We have been the manager and landlord for every retirement development built after 2010. 

“We have made it our mission to manage these changes for the long-term and we are happy they are seeing a positive average price increase on resale.”

FirstPort states that: “Our customers who have retired in managed retirement communities say that they feel a greater quality of living and a better sense of belonging and community. 

We charge a service fee to cover the daily running costs of the development. Customers are informed about our costs and budgets before finalizing the bill. This ensures that no surprises occur.

“If property owners have difficulty paying the fees for empty properties, we will work with them to create a payment plan until they sell or reoccupy the property.

Campaign wins 

For those who want to buy a retirement house, it isn’t all bad news. The Mail launched a campaign in 2016 calling for the end to toxic leasehold models that are used by developers.

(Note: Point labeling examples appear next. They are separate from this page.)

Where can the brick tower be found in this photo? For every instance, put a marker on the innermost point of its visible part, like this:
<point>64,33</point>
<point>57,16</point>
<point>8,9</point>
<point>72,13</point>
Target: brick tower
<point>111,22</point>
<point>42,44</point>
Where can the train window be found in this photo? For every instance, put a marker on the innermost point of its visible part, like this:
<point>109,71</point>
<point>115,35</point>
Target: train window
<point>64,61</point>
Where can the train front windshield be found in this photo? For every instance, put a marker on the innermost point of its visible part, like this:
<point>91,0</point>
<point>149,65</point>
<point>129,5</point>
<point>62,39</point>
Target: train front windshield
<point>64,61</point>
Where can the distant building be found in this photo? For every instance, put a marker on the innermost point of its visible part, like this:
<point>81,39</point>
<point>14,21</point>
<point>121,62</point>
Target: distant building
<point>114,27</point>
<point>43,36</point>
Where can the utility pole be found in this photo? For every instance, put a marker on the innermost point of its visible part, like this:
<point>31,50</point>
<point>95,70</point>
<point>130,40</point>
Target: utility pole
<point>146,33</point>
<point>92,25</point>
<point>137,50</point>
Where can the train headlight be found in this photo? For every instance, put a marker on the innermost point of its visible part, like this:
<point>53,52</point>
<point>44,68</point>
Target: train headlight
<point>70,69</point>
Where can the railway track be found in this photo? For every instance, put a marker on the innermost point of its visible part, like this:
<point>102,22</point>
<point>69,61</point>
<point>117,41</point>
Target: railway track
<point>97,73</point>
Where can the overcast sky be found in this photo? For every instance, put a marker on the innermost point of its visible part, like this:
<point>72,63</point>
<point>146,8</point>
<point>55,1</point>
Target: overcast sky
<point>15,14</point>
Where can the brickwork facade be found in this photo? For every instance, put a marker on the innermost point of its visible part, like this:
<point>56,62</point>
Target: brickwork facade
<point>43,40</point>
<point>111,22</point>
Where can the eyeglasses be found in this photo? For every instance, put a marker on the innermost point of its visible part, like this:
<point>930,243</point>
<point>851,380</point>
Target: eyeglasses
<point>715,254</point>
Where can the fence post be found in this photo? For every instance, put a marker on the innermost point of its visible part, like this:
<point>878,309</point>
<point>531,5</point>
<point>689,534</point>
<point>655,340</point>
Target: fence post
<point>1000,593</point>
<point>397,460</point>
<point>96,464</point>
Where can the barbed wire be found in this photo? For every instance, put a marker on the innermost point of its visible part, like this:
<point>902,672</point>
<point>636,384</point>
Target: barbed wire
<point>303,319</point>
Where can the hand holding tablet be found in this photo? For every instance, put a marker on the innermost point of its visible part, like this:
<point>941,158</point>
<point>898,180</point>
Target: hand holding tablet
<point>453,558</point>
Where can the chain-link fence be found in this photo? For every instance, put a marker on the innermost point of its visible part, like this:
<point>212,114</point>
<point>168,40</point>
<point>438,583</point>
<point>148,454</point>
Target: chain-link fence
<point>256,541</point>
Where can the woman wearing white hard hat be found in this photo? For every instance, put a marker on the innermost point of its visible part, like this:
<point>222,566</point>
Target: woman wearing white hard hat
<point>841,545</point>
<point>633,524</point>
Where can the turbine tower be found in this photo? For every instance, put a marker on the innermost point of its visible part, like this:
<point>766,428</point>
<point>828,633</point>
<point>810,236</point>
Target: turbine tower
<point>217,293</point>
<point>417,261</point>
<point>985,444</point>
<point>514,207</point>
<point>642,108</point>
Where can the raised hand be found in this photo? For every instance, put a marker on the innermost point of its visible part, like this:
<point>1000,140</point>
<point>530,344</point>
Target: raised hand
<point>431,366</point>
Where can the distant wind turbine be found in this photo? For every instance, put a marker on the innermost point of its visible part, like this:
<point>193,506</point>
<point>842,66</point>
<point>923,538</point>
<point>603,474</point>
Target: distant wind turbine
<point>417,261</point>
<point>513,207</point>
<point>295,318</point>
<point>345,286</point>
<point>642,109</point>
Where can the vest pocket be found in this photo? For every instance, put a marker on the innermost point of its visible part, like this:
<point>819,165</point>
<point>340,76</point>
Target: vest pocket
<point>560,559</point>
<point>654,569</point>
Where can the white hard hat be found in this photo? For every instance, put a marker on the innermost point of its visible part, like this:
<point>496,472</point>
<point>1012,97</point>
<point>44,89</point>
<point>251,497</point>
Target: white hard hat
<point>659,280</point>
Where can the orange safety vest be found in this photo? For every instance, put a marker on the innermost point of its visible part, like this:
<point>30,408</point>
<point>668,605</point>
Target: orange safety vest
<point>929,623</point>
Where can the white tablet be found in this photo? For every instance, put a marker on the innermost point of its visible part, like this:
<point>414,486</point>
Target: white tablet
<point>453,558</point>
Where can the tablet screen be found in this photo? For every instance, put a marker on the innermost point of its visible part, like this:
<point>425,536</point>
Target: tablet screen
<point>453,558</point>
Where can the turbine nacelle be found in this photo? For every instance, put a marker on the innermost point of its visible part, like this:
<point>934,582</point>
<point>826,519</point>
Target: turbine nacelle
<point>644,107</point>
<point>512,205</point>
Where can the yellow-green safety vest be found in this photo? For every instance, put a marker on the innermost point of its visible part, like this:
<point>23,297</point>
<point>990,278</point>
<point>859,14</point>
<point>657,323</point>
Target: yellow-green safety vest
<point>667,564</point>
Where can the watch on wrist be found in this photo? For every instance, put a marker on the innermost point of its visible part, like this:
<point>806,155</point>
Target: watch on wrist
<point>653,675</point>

The Leasehold Reform (Ground Rents Bill) is expected to pass shortly. It will prohibit the imposition ground rents on any new properties or retirement homes.

This sector wants to restore the image of housebuilders. ARCO’s members have adopted a code to ensure that they are transparent with buyers about the fees.

Retirement Security Ltd has 32 communities throughout the country and is an independent non-profit organization. These communities were founded by Bob Bessell (a former director for social services at Warwickshire County Council), and are managed by residents who determine their service fees. Retirement Security never charges ground rent.

Such positive stories are vital if confidence in the sector is to be reinforced — and it must be because over the next 20 years, the number of people aged over 65 in the UK is forecast to increase by more than 40 per cent, to 18 million.

There are currently 15 million unoccupied bedrooms in older persons’ homes. This could be made available for smaller families through downsizing. But before they do that, they will want to be sure that their investment — and their children’s inheritance — is safe.